Purification of lipase
The bacterial isolate was grown for 48 h at 50ºC under submerged fermentation. The enzyme of cell free supernatant was precipitated by ammonium sulphate at 60% saturation at 4ºC. The precipitate was collected by centrifugation at 10,000g for 15 min at 4ºC and dissolved in 1M tris buffer of pH 7.0. The ammonium sulphate which was associated with precipitate, was removed by dialysis against distill water with nitrocellulose dialyzing bag. The dialysed protein was purified using Sephadex G-100 column (2 cm dia ×150 cm length) gel filtration chromatography. The elution was allowed to proceed at 1ml/min of flow rate. The column was run and the fractions were collected in 3ml volume. UV monitor at 280nm measures the absorbance of the fractions. The quantitative activity of lipase was determined as previously described.
Effect of pH on activity and stability
The pH effect on activity and stability profiles were studied in a pH range of 3.0- 12.0 using different buffers at 50mM concentration. For stability 1 ml of enzyme (5mg/ml) was mixed with respective buffer and incubated from 0.5 to 24 hours at 50ºC and then estimating the residual activity.

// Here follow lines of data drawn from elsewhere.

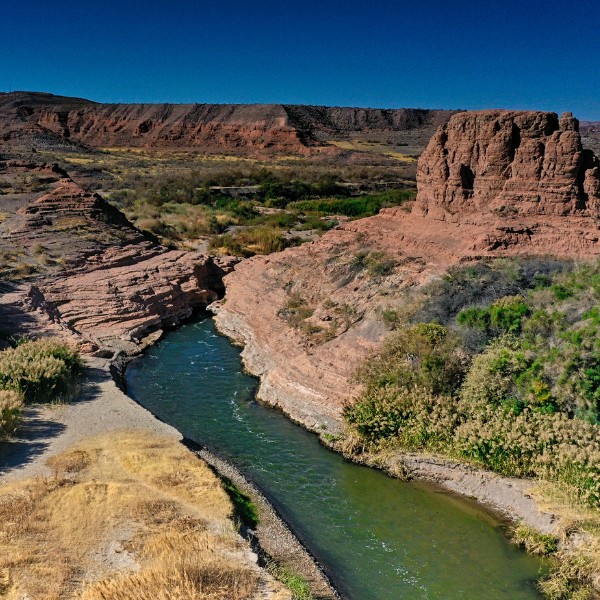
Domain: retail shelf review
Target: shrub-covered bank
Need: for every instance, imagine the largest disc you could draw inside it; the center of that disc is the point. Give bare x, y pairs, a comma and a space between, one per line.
34, 371
503, 374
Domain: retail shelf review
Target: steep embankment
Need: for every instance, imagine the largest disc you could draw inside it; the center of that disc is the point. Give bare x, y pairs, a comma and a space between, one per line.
43, 120
491, 184
80, 269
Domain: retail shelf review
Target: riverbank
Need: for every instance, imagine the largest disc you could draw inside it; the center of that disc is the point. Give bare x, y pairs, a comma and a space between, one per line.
102, 410
510, 498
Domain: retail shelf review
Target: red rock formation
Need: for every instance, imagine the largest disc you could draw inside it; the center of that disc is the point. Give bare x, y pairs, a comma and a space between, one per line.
103, 281
492, 183
267, 128
513, 163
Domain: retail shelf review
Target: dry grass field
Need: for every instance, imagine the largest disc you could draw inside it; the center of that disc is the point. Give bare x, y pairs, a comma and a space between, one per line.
129, 515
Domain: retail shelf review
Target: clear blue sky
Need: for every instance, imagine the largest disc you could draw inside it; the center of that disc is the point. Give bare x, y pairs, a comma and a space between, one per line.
452, 54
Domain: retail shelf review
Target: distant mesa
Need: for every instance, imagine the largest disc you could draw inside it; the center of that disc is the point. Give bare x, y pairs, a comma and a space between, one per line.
43, 119
513, 164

Effect of temperature on activity and stability
Temperature effect on lipase activity was determined by carrying out the enzyme reaction at different temperatures in the range of 10-80ºC at pH 10.0. The thermo stability of the lipase was determined by preincubating the enzyme (5mg/ml) at different temperatures ranging form 30-80ºC for 1 h. After treatment the residual enzyme activities were determined.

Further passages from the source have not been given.